= Skateboarding duck =

TV performing duck

Herbie the skateboarding duck (c. 1976-83) was the subject of an item first broadcast on the Midlands Today insert to the BBC news magazine programme Nationwide on 24 May 1978.

Herbie, an Aylesbury duck, was bought by Jacky and Paddy Randall of Croydon for their children Mikala and Colin. The film, presented by reporter Alan Towers, includes footage of Herbie waddling along the street, joining the family at breakfast and attacking the Randalls' terrier. Part of the film is a four-second shot of Herbie apparently skateboarding by himself on Colin's board. This image seemingly captured the public imagination, and the BBC received many requests for it to be shown again, which it frequently was.
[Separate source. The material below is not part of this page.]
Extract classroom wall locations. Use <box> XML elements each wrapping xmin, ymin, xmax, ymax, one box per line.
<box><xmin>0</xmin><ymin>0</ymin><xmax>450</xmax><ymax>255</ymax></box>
The clip also appeared on other TV stations around the world, many of which also produced their own variations on the theme. There was also renewed interest in the clip in 1983 after the death of Herbie was announced and it has been repeated many times since on other TV programmes.

As a result of the item's popularity, the term "skateboarding duck" has come to signify a particular sort of quirky and essentially frivolous news story, often used to fill time at the end of a broadcast.

The item came to define Nationwide in the public mind, and the programme's final item was a sung eulogy to the skateboarding duck, with a surprising twist.